いつものように成海が作った暖かいご飯を二人で囲い、昨日あった出来事や、色を変えていく山の話をしている時だった。
「ゴホっ、ゴホ…」
「…?」
カラン、と箸が床に落下し、成海は咳き込み始めた。
大丈夫か?と聞くと、「大丈夫。少し咽せただけだ。」と言った。
なんだ。咽せただけかよ。と俺が鼻で笑ってやると、箸を拾い上げ、成海もにこりと笑った。
でも、その日成海の咳は一向に止まらなくて、畑を一緒に耕している時も、ずっと咳をしてた。

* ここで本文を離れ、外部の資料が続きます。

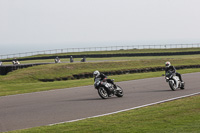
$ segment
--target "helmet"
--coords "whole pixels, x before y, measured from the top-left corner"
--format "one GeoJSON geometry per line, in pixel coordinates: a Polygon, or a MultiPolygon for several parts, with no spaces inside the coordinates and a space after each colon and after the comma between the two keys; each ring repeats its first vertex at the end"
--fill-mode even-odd
{"type": "Polygon", "coordinates": [[[169,61],[165,62],[165,66],[166,67],[170,67],[171,66],[171,63],[169,61]]]}
{"type": "Polygon", "coordinates": [[[98,70],[96,70],[96,71],[94,71],[93,75],[94,75],[94,77],[97,78],[100,75],[100,72],[98,70]]]}

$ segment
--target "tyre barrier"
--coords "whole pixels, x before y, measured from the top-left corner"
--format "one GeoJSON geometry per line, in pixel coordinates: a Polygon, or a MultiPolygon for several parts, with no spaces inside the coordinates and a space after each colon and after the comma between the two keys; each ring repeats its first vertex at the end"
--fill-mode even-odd
{"type": "MultiPolygon", "coordinates": [[[[190,51],[190,52],[164,52],[164,53],[124,53],[124,54],[83,54],[83,55],[63,55],[59,58],[103,58],[103,57],[130,57],[130,56],[170,56],[170,55],[194,55],[200,54],[200,51],[190,51]]],[[[18,59],[19,61],[25,60],[43,60],[43,59],[55,59],[57,56],[47,56],[47,57],[27,57],[18,59]]],[[[5,59],[4,62],[10,62],[12,59],[5,59]]]]}
{"type": "MultiPolygon", "coordinates": [[[[200,65],[176,66],[177,70],[187,69],[187,68],[200,68],[200,65]]],[[[111,75],[157,72],[157,71],[165,71],[165,67],[151,67],[151,68],[142,68],[142,69],[116,70],[116,71],[102,72],[102,73],[104,73],[107,76],[111,76],[111,75]]],[[[75,74],[75,75],[72,75],[72,76],[55,78],[55,79],[39,79],[39,81],[53,82],[53,81],[63,81],[63,80],[85,79],[85,78],[92,78],[92,77],[93,77],[93,73],[84,73],[84,74],[75,74]]]]}
{"type": "Polygon", "coordinates": [[[20,64],[20,65],[6,65],[0,66],[0,75],[6,75],[9,72],[12,72],[17,69],[23,69],[27,67],[37,66],[37,65],[45,65],[51,63],[35,63],[35,64],[20,64]]]}

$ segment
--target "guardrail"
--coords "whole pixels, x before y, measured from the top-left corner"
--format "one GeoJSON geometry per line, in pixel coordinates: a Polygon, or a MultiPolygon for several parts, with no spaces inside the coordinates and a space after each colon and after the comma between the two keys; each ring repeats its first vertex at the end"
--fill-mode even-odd
{"type": "Polygon", "coordinates": [[[19,58],[26,56],[34,56],[40,54],[60,54],[86,51],[113,51],[113,50],[129,50],[129,49],[169,49],[169,48],[199,48],[200,43],[195,44],[165,44],[165,45],[132,45],[132,46],[109,46],[109,47],[88,47],[88,48],[66,48],[53,49],[44,51],[34,51],[16,54],[0,55],[0,59],[19,58]]]}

風邪かもしれねえから家の中で寝てろ。って言ったら「別に平気だよ。」と言われ頭を撫でられた。
風邪か。季節の変わり目だからかな?
人間ってのは本当に体が弱いらしい。
そんな事でいちいち体調を悪くするのか。
「………」
息がいつもより上がってるこいつの背中は何だか少し弱々しかった。
「今日の夜ご飯、何にしようか。」
「…‼︎………な、なんでもいい。」
急に振り向かれ、目が合うと胸がドキ、として目を逸らしてしまった。
しかも、また素っ気ない返事しちまった。
「そっか。わかった。」
成海はふふっ。と弱く笑った後、頬から顎に流れた汗を手の甲で拭い、鍬を振り上げ土を耕し始めた。
「じゃあ今日も新が好きな焼き魚な?」
「別に好きじゃねえし…。」
体辛いくせに、晩飯の事考えてんのか。
なんだ。全然平気そうじゃねえか。
今日の晩飯は俺も何か手伝ってやるか。と俺も鎌を手に取り草を刈った。
そしてその夜、囲炉裏を囲み、いつものように二人で飯を食べていた。
でも、成海の箸は全然進んでなくて、
成海の咳は、日に日に酷くなっていった。